Back in the 1940's, Hank Williams' radio show was sponsored by a medicinal product called Hadacol, a wicked brew that purported to cure nearly every known ailment except for alcoholism, since Hadacol was mostly alcohol. It is a countryesque irony that the elixir that helped fuel Williams' success contained the ingredient that killed him.

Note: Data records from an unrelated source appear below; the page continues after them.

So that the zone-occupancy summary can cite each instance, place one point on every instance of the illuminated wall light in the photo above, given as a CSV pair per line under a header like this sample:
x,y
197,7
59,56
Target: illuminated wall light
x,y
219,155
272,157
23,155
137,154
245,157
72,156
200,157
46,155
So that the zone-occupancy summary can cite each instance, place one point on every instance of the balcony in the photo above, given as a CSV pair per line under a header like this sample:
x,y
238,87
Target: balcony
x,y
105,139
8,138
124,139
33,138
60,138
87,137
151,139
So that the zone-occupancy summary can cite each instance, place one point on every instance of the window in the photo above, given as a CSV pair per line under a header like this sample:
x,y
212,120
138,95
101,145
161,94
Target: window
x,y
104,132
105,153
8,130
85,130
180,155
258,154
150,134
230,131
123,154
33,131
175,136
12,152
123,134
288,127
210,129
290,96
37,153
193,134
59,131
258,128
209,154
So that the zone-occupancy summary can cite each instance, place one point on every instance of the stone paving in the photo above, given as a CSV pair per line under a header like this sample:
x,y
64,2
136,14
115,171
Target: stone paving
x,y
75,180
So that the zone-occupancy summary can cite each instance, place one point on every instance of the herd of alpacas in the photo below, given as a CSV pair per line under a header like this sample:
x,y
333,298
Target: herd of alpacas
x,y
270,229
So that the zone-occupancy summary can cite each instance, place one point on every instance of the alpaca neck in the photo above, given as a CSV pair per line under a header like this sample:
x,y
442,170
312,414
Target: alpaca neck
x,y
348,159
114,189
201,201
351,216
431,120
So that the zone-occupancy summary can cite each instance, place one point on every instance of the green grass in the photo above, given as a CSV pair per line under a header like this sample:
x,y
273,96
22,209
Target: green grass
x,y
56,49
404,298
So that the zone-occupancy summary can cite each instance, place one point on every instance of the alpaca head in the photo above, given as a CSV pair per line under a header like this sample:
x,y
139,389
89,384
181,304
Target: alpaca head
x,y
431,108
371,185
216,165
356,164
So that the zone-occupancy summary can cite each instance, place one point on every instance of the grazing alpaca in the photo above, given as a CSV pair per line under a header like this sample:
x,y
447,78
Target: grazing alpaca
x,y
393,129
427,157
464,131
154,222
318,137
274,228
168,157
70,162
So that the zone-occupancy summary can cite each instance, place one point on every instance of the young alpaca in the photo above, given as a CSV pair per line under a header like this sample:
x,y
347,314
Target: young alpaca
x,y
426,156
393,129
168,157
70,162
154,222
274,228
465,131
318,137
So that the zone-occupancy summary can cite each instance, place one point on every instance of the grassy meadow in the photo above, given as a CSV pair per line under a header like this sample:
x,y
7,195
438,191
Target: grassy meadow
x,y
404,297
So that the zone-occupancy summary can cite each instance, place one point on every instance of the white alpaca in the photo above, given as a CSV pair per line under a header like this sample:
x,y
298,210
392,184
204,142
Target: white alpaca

That irony isn't lost on the Fred and Greg Wickham, who named their alt.-country/loose rock quartet after Hank's intoxicating cure and frequently sound as though they've been judiciously swilling the stuff. While they were at it, they took a crack at creating the sound of Steve Earle fronting The Replacements while listening to his Neil Young collection. When Hadacol's Bottle Rockets/Earle/Westerberg qualities surface, they are unstoppable, especially on the rave-up "Big Tornado" and the snarling break-up ode "What You Wanted." On "Somebody Lied," the Wickhams do a fair impression of alt.-country brothers Chip and Tony Kinman, as Hadacol steams into Rank and File mode. On "Poorer Than Dead," all of their influences are brought to bear on a song that John Prine would be proud to call his own, and "Rebel Boys" is so purely Earle, he should cover it.
Hadacol has the right rock/country stuff. Their execution is accomplished enough to impress, slack enough to give it edge and attitude. They are among the best that the genre has to offer. A powerful debut.